Advice on 5 Node Setup

Seed · Oct 18, 2019

Hello,

Long time tinkerer and user of proxmox some 10 years ago for work. Now I'm looking at proxmox to manage some resources I have in my home lab that ive accumulated over the years. Ive primarily used OMV for my container and storage management and some other nodes that were running docker and such but now I want to try and change everything to make my nodes more of a resource pool and need some help/guidance.

Overview.

1. machine1 12 core 32GB RAM (250GB SSD) 9200-16e with 4 SFF-8088 ports
2. machine2 12 core 64GB RAM (250GB SSD) with 4 SFF-8088 ports
3. machine3 8 core 64GB RAM (250GB SSD)
4. machine4 4 core 16GB RAM (250GB SSD & 512GB NVMe) 9200-8e with 2 SFF-8088 ports
5. machine5 4 core 16GB RAM (250GB SSD) 9200-8e with 2 SFF-8088 ports
6. Disk Array1 8 bay with 8 10TB drives with 2 SFF-8088 ports. Currently under an mdadm raid 6 array that hosts container configs and a large amount of media data) **
7. Disk Array2 8 bay - Empty with 2 SFF-8088 ports.

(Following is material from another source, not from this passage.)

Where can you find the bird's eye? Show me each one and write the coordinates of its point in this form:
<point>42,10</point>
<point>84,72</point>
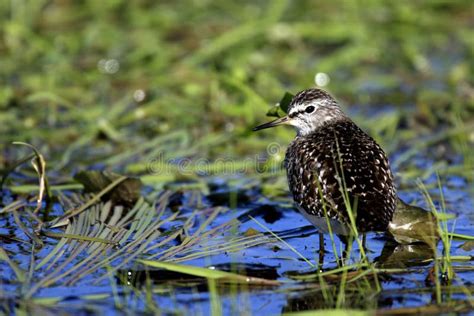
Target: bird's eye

** I have 4 10TB drives in a synology that I may bring in if necessary, so 12 disks available.

I am thinking of putting proxmox on all 5 nodes and creating a cluster. Then I would attached the 4 nodes, one to each port of the disk arrays so that each array is attached to 2 nodes claiming say 3 disks each. Each array would be independent and on separate circuits/UPS in the house.

Then I would use cephFS to cluster all 12 disks together for a pool. Then I can use that pool to attach to a VM that has docker that will run Plex that will mount the volume for the media.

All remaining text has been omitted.